Every collagen pixel was classified as either ECM3 or non-ECM3 according to the spectral classifier (Fig. 3a) to evaluate tissue IR images. In Fig. 3a, several other histological components in the breast tissue are also identified in various shades of grey, which show correspondence to the serial sections’ H&E images. From the results of ECM-based classification, we observed that the majority of collagen pixels were classified as non-ECM3 in non-ECM3 tumors, while ECM3 tumors contained both non-ECM3 and a significant portion of ECM3 collagen pixels. This spatial heterogeneity arises from both a limitation of the predictive capability of numerical algorithms and may also arise from biological and intra-patient heterogeneity. While these images are useful in visualizing the extent of ECM3, a final decision regarding a patient testing positive requires abstraction of information to a binary decision at the patient level. To transfer pixels’ spectral level classification to the patient level, we defined the IR score as the ratio of collagen pixels identified as ECM3 to the total number of collagen pixels within the sample. This score was significantly higher in tumors identified as ECM3 as compared non-ECM3 tumors (Fig. 4a). To create a binary diagnostic test, we examined the distribution of the IR score for the patient population (Fig. 4b). At a separation threshold of about 0.35, the dichotomized IR score was able to accurately identify tumors belonging to ECM3 and non-ECM3 groups (Fig. 4b). At this cutoff, 20 out of 22 ECM3 tumors and 19 out of 20 non-ECM3 tumors were classified correctly (91% sensitivity, 95% specificity). Notably, a significant correlation between IR Score and the mean of log2 expression value of the 58 ECM3 genes, as obtained by gene expression data, was observed in the 42 tumor samples (Fig. 4c).

Figure 4
figure 4

FT-IR based ECM3 discrimination model: (a) ECM3 positive pixel fraction (IR Score) in ECM3 and non-ECM3 patients as defined by gene expression analysis; *p-value less than 1.9 × 10−10. (b) IR based ECM3 classification can be performed by assigning ECM3 status to all tumors with IR score above Opt. (c) Linear model fit of expression of core genes of the ECM3 cluster with the IR score.
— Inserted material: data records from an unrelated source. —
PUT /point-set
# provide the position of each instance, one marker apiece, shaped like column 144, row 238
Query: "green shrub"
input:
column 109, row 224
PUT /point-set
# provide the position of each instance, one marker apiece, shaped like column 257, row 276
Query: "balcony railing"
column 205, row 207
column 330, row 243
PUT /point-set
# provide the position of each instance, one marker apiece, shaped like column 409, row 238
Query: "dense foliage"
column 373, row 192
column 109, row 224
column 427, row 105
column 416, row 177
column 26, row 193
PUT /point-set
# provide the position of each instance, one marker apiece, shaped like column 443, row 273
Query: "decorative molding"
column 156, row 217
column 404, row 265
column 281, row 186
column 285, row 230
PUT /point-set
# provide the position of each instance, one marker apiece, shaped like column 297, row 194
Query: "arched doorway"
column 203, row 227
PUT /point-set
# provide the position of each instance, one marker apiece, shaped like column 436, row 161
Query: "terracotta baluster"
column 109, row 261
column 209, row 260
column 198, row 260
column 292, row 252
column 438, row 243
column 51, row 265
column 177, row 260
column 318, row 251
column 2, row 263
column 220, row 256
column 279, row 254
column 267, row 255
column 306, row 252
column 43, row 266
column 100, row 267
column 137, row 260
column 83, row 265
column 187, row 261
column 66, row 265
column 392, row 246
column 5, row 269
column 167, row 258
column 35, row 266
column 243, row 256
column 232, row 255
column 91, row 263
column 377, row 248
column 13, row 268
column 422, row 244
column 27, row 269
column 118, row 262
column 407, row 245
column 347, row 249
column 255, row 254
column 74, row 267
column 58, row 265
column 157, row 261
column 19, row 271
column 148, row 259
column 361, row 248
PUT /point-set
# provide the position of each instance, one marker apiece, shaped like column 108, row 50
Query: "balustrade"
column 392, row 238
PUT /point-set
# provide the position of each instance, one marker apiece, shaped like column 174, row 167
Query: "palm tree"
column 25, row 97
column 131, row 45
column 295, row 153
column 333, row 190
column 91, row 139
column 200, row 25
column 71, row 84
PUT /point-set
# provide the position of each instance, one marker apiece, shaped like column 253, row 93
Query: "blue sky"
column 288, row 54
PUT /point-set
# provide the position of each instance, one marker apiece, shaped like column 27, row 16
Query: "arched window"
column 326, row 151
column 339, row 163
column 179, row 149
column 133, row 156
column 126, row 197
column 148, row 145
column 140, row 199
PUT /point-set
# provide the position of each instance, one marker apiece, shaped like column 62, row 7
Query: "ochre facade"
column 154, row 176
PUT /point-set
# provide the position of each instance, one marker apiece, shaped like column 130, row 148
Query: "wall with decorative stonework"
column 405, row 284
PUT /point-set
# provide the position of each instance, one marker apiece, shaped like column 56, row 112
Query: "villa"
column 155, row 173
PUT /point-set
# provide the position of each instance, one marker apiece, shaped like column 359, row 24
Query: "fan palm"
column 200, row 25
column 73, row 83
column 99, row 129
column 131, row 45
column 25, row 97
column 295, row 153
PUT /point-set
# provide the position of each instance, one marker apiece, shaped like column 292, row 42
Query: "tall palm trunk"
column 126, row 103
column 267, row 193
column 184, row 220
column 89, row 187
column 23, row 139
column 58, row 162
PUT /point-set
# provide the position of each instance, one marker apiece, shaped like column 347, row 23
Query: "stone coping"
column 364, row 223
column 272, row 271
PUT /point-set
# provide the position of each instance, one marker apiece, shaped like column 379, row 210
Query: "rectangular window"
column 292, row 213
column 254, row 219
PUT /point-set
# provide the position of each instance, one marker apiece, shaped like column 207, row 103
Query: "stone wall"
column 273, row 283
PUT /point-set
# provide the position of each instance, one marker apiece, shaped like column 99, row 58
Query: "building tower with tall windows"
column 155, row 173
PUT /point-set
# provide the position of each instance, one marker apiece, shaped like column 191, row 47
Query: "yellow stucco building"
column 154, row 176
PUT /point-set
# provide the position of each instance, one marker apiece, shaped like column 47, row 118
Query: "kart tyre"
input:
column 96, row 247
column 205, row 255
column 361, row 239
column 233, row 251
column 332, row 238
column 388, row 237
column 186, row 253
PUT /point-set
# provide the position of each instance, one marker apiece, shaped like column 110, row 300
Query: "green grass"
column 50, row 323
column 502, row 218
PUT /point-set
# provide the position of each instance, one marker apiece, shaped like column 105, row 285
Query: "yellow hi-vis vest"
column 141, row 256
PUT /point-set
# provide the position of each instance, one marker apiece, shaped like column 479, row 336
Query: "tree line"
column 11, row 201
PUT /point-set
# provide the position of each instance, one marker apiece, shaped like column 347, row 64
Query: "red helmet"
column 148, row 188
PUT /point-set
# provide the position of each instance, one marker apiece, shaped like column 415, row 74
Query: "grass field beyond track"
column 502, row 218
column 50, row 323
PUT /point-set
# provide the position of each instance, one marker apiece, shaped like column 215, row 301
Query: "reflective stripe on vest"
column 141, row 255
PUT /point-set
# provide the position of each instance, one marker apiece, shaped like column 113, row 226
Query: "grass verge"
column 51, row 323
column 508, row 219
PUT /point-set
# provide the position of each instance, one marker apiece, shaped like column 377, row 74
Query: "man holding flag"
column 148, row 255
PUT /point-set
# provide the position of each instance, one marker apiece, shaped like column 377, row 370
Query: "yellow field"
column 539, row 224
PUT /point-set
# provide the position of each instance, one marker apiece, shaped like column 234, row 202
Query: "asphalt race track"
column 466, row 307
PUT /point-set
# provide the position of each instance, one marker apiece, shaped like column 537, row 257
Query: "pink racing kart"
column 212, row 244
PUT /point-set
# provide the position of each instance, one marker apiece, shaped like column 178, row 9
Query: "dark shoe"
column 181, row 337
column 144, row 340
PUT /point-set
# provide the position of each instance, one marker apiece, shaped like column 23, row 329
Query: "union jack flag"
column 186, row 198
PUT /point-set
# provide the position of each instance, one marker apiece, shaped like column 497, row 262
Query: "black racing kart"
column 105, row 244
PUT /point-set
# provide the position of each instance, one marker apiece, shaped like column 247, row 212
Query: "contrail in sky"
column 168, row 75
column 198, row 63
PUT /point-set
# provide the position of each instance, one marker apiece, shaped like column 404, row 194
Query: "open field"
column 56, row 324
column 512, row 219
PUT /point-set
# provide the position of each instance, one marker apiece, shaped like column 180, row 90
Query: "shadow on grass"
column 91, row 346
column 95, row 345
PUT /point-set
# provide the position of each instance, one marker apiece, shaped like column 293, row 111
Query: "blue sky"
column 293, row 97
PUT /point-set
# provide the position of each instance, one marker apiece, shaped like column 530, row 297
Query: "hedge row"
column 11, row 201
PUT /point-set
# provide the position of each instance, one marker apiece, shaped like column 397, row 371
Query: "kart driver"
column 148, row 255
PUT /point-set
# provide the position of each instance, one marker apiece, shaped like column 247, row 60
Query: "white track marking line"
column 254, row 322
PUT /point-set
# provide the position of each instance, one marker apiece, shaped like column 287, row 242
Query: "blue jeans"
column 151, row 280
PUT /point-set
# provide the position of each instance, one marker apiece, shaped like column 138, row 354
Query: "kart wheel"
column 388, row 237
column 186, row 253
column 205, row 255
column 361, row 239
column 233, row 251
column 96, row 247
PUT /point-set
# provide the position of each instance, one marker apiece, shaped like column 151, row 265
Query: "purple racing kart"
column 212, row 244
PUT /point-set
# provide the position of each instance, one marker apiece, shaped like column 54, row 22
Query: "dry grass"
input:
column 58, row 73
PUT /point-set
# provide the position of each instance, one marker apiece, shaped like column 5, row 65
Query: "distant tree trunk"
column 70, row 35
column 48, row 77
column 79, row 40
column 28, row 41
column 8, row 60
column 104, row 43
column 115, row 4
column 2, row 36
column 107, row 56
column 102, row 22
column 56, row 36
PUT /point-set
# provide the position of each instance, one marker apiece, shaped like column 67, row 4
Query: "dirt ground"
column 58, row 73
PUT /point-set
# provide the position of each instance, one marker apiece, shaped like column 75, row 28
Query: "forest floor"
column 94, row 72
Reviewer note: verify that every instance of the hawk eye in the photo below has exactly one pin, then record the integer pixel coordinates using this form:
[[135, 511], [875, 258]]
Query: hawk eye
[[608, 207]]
When we tested the linear fit of the continuous IR score with gene expression values, the model was able to explain about 45% variance in the gene expression results (R squared = 0.44). The slope of the linear fit model (0.13 ± 0.02) was significantly different from zero at p-value 8.9 e-7, indicating linear relationship between gene expression data and the IR imaging-based analysis (Table 2). In accordance with the high performance of FT-IR classifier, Kaplan Meier survival curves for the ECM groups determined by IR score showed a significant different survival in interaction with the tumor grade, as previously described5, confirming that patients with ECM3 grade III tumors had the worst prognosis (Fig. 5).
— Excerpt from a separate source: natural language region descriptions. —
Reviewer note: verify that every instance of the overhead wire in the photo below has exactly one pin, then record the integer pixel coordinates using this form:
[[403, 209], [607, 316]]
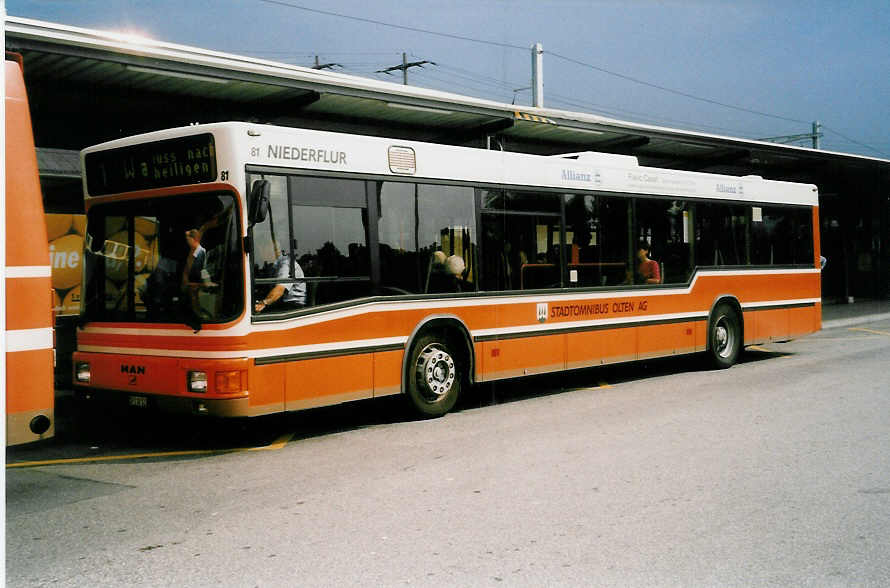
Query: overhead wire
[[565, 58]]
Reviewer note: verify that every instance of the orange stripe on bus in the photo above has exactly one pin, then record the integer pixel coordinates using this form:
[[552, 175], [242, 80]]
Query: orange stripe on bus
[[29, 380], [28, 303]]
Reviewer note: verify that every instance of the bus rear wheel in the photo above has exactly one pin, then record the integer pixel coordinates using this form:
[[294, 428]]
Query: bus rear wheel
[[434, 377], [724, 337]]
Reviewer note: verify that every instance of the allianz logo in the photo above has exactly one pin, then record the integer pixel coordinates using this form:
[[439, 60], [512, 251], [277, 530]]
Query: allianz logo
[[575, 176]]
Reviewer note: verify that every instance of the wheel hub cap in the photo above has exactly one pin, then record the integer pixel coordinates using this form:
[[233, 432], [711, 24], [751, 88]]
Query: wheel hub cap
[[435, 371]]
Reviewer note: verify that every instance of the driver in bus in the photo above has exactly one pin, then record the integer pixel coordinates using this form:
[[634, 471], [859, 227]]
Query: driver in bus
[[287, 295]]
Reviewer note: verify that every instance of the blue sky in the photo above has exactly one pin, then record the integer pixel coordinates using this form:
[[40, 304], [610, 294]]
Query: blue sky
[[796, 61]]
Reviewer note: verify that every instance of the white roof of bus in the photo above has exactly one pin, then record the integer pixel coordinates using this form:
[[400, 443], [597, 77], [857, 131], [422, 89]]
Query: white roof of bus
[[286, 147]]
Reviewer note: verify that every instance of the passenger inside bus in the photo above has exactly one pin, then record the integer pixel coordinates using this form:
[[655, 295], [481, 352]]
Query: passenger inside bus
[[447, 274], [193, 273], [283, 296], [648, 271]]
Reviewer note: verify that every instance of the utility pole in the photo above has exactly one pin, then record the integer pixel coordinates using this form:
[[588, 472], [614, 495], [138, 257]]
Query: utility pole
[[814, 136], [538, 75], [405, 65]]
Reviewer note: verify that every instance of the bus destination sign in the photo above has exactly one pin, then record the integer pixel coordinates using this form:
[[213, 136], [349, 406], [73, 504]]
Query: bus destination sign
[[159, 164]]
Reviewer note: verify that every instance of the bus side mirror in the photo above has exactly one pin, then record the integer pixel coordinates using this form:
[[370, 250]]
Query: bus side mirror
[[258, 201]]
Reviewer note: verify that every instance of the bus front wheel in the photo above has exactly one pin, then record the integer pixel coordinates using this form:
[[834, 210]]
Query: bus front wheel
[[434, 376], [724, 337]]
Table 2 Linear model fit of expression of core genes of the ECM3 cluster with the IR score.
Figure 5
figure 5

Association between ECM classification by IR score and grade with disease free survival. ECM3 grade III (ECM3 GIII, solid black line), non-ECM3 grade III (non-ECM3 GIII, dotted black line), ECM3 grade I-II (ECM3 GI-II, solid grey line) and non-ECM3 grade I-II (non-ECM3 GI-II, dotted grey line). p-value calculated by Log-rank test.
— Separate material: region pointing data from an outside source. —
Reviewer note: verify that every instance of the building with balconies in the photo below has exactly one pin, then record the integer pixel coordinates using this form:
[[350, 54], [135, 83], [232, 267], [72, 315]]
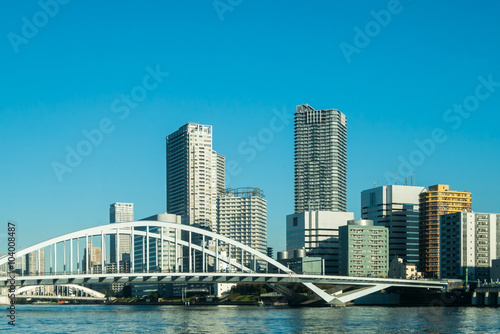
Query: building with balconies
[[364, 249], [469, 243], [437, 201]]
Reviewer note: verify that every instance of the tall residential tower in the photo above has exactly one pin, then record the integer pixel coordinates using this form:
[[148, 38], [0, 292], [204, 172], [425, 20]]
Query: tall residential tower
[[242, 216], [120, 213], [320, 160], [195, 175]]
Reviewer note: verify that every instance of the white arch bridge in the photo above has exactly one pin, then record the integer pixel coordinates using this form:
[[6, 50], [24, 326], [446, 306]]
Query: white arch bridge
[[163, 252]]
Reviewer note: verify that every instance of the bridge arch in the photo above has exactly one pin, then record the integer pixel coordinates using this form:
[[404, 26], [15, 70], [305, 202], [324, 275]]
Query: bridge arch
[[82, 289], [178, 237]]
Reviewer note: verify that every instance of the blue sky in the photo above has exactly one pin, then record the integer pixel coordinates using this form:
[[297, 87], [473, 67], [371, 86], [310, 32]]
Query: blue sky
[[235, 67]]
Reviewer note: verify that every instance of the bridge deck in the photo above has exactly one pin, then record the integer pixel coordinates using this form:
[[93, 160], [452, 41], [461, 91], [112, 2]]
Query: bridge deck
[[215, 278]]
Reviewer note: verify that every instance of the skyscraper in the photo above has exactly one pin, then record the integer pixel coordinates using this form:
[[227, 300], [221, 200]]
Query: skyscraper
[[320, 160], [120, 213], [242, 216], [195, 174], [438, 201], [397, 208]]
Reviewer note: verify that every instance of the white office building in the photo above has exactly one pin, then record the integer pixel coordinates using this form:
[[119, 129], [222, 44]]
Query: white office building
[[397, 208]]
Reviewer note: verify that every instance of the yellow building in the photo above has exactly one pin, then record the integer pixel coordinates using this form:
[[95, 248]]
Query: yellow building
[[439, 200]]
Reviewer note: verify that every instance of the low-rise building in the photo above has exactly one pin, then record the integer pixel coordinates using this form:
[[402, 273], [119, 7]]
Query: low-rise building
[[400, 269], [317, 232], [364, 249]]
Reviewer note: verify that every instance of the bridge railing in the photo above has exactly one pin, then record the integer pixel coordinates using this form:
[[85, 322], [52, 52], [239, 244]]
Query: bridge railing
[[150, 247]]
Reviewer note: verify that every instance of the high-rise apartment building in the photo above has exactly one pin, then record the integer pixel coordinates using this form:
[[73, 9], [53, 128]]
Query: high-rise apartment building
[[470, 241], [120, 213], [242, 216], [438, 201], [363, 249], [320, 160], [397, 208], [195, 175], [317, 232]]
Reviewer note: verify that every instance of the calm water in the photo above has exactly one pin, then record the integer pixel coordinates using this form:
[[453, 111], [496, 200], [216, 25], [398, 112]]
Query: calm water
[[243, 319]]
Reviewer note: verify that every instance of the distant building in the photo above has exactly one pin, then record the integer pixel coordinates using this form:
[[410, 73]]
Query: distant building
[[397, 208], [364, 249], [495, 269], [94, 255], [150, 255], [438, 201], [242, 217], [195, 175], [299, 263], [35, 262], [120, 213], [317, 232], [320, 160], [400, 269], [270, 252], [469, 243]]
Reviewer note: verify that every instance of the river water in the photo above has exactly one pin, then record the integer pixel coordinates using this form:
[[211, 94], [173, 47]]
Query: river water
[[249, 319]]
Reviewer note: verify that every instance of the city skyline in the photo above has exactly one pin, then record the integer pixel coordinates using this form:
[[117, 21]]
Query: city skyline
[[65, 87]]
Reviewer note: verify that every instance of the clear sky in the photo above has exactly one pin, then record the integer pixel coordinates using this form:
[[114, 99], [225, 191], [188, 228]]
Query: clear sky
[[418, 80]]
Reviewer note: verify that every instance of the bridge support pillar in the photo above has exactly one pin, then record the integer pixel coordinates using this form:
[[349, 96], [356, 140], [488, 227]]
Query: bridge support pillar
[[4, 300], [340, 300]]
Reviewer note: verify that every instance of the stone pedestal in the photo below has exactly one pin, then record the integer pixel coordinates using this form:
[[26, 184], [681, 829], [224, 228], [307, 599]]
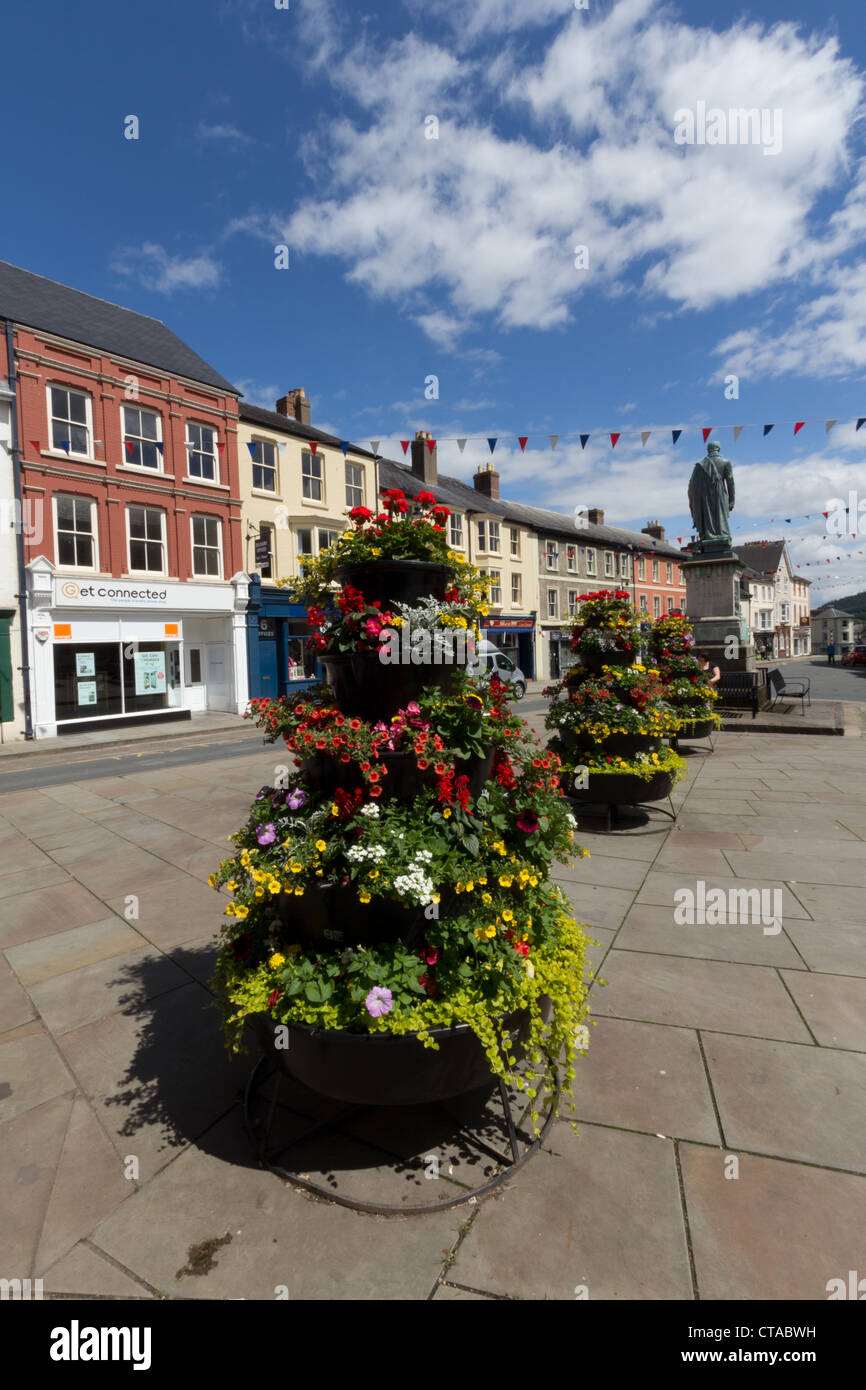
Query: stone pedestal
[[712, 605]]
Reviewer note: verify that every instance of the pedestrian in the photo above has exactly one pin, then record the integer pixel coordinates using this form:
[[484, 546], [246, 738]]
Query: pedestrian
[[713, 674]]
Identification of histological differences among ECM3 and non-ECM3 collagen pixels

While a correlative analysis of spectra with the ECM3 phenotype was observed, we were also interested in the origins of this correlation. Specifically, we investigated whether the specific chemical modification detected by IR spectral analysis in these areas could represent a difference in collagen fiber organization. Interestingly, we observed correspondence of the ECM3 and non-ECM3 regions with the density of collagen, which was also confirmed by Masson’s trichrome staining. ECM3 areas, which are mainly localized at the tumor borders, are characterized by dense wavy collagen bundles, whereas non-ECM3 pixels appear to correspond to areas with low collagen density and with sharp collagen fibers (Fig. 6). A relationship between spectral properties and physical organization is not surprising; however, we note that these types of powerful links between the traditional measures of pathology and emerging measures of molecular content are not common. The validation of staining patterns by spectral analysis shows that the identification of ECM3 can be made in terms of histologic modifications, yet without the use of stains, dyes or human interpretation.

Figure 6
figure 6

Collagen characteristics of ECM3 and non-ECM3 areas. Representative images of Masson’s trichrome staining in tumors classified as ECM3 (top panels) and non-ECM3 (bottom panels). In the small boxes, images of the collagen classifier at pixel level are shown. Red pixels: ECM3; blue pixels: non-ECM3.

In this work, we had a greater representation of T1 tumors with sizes less than 2 cm. Since tumors are quite heterogeneous, both ECM3 and non-ECM3 classified tumors showed ECM3-associated collagen, albeit in different proportions. We investigated whether the IR score reported here could be influenced by tumor size.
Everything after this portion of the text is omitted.